Outils créatifs sans numérique

Enseignants-formateurs, nous avons tendance à oublier que la MEMORISATION est une des activités à organiser en présentiel. La mémorisation est trop souvent externalisée à la maison, sous forme de devoirs, ce qui engendre plusieurs écueils :
– l’élève manque de motivation,
– le rythme chronobiologique est surtout favorable aux apprentissages en matinée,
– l’élève qui n’a pas compris, se retrouve seul face aux difficultés,
– les parents ne sont pas toujours compétents pour accompagner leur enfant dans les apprentissages.

Pour favoriser la mémorisation, il est nécessaire de mettre en place des supports efficaces c’est-à-dire sélectionnant les essentiels et privilégiant l’implication active. Les outils numériques se montrent performant en ce domaine mais il ne faut pas pour autant oublier qu’il en existe d’autres : les outils créatifs.

OUTILS CREATIFS en sciences cognitives

OUTILS_CREATIFS_en_sciences_cognitives

Perdre du temps en classe, c’est en gagner par la suite : les outils créés sont attractifs et consultables de façon expansée sans lassitude. Ces outils peuvent faire l’objet de séances d’Accompagnement Personnalisé afin d’en donner les clés aux élèves pour qu’ils les utilisent chez eux en toute autonomie.

ATTENTION : La fabrication d’outils interactifs par l’élève n’a d’intérêt que si sa conception demande un investissement cognitif quasi nul par rapport à la charge cognitive exigée pour l’apprentissage de la notion.
Dans certains cas, il vaut mieux que l’enseignant fournisse le support conceptuel parce qu’il est expert en le domaine.

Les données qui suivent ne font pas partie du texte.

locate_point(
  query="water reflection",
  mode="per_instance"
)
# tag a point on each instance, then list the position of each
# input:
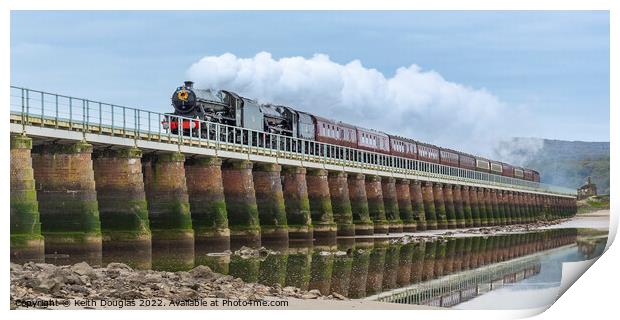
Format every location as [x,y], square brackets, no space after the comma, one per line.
[363,267]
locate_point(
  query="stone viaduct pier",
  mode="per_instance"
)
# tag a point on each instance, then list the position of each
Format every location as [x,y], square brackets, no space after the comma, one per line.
[86,175]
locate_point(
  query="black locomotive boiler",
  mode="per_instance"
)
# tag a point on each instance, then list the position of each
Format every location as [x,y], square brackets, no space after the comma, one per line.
[227,108]
[197,110]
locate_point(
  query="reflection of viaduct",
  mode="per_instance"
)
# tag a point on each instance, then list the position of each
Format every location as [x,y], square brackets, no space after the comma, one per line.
[85,173]
[455,289]
[500,267]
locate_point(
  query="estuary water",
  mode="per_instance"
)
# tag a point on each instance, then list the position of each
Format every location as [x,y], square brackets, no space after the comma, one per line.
[510,270]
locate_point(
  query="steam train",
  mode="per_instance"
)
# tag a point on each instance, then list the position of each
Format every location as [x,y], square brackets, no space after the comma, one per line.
[229,108]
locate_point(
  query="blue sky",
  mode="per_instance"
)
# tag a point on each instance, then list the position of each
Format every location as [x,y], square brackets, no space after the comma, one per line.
[553,66]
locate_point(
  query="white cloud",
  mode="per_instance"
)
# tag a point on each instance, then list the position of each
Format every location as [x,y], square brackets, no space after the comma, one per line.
[413,102]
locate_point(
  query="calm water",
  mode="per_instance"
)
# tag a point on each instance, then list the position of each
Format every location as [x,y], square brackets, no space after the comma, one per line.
[542,288]
[490,268]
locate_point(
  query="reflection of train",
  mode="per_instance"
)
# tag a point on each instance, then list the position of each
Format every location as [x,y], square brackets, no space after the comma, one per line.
[231,109]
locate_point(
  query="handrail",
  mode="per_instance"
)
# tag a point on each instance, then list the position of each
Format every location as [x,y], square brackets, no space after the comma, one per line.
[89,116]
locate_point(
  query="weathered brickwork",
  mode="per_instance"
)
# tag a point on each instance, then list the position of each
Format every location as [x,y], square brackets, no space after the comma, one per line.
[26,239]
[467,210]
[390,203]
[206,199]
[457,199]
[67,198]
[417,201]
[241,204]
[359,204]
[374,193]
[429,205]
[120,193]
[270,201]
[320,203]
[168,200]
[296,202]
[440,206]
[449,201]
[403,194]
[341,204]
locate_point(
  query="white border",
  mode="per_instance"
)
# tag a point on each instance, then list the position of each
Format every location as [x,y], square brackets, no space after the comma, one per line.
[593,296]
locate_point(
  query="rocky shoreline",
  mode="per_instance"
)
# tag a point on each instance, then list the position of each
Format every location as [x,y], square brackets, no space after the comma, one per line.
[118,281]
[42,281]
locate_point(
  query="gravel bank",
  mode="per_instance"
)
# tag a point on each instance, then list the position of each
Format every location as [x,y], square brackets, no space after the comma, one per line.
[117,281]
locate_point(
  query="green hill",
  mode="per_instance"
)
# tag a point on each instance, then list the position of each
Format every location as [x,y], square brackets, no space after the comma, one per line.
[563,163]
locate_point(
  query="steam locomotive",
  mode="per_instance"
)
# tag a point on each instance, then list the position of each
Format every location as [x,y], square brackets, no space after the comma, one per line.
[229,108]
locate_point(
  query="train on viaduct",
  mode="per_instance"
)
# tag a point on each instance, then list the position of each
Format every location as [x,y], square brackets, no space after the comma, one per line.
[85,174]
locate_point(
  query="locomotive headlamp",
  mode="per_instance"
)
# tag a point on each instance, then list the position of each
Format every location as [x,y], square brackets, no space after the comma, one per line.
[182,95]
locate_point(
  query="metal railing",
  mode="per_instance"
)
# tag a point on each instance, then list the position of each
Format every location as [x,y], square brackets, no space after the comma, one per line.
[38,108]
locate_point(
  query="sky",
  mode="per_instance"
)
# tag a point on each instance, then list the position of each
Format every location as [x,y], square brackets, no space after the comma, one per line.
[461,79]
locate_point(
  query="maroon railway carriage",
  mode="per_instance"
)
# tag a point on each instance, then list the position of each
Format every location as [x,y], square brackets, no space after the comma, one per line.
[372,140]
[508,170]
[428,152]
[448,157]
[496,167]
[518,173]
[338,133]
[483,164]
[403,147]
[467,161]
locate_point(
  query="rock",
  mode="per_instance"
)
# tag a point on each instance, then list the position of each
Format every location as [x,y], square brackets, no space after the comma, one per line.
[113,273]
[117,265]
[309,295]
[315,291]
[203,272]
[16,267]
[289,290]
[84,269]
[338,296]
[46,285]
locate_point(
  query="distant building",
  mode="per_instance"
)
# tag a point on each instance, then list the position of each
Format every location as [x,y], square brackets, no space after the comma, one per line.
[587,190]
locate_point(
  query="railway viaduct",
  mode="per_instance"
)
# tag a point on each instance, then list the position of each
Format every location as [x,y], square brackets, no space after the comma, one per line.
[87,174]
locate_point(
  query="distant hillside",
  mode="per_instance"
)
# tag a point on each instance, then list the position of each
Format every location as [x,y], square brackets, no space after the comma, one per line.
[564,163]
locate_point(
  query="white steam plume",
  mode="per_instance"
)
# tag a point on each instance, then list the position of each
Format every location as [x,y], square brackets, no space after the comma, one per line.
[414,103]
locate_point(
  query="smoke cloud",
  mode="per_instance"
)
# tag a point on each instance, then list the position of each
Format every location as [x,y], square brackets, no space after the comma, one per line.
[413,102]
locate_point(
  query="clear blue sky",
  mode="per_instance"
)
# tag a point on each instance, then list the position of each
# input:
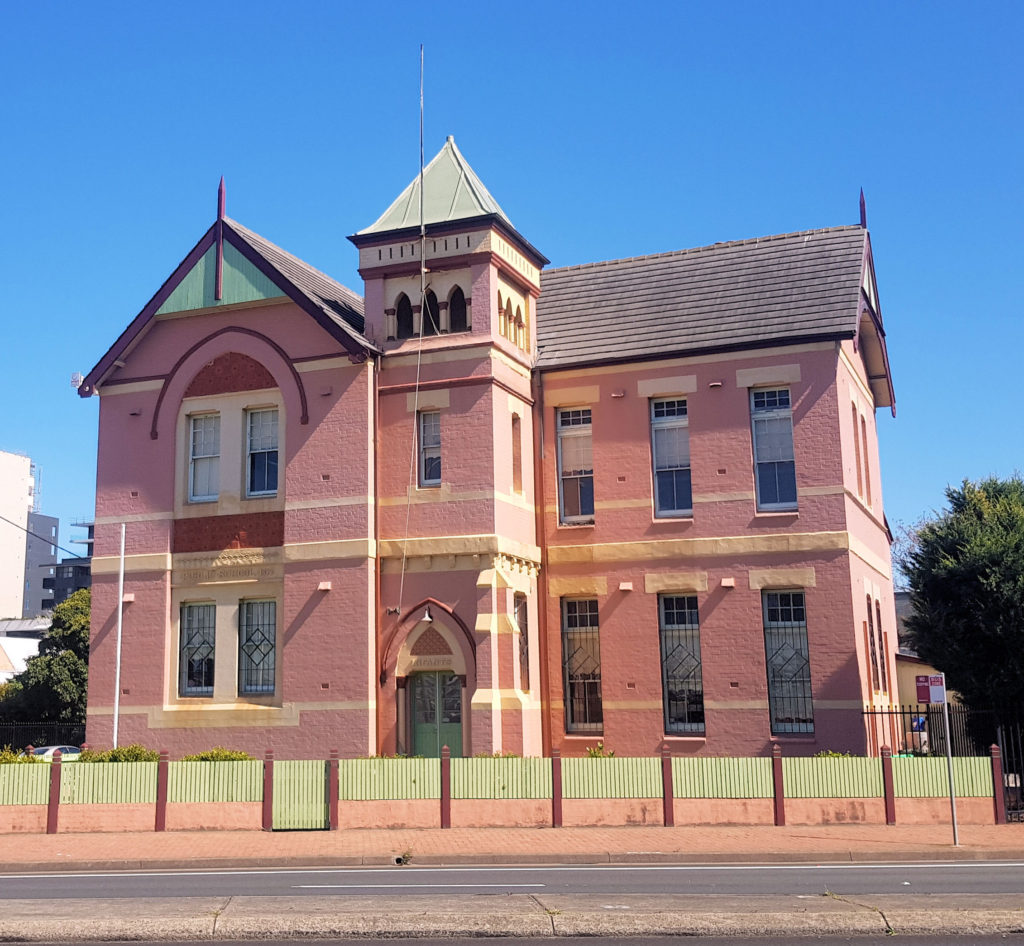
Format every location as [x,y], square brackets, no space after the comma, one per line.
[603,129]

L’approche conceptuelle n’est à utiliser que pour des synthèses de notions apprises et assimilées. C’est un outil de réactivation. Sinon on retombe dans une approche pédagogique réservée aux bons élèves.

 

La carte mentale

Découvrir la carte mentale

Approfondir la technique 

 

Les nuages de mots

Le nuage de mots est un outil très connu surtout sous sa forme TICE. Je l’utilise en classe au tableau et les élèves dans leur cahier pour réunir les 10 mots-clés d’un texte par exemple. Nous n’utilisons pas de logiciel, nous notons en vrac de couleurs différentes chaque mot nous paraissant essentiel à retenir. Et hop un tracé de nuage tout autour et c’est fini !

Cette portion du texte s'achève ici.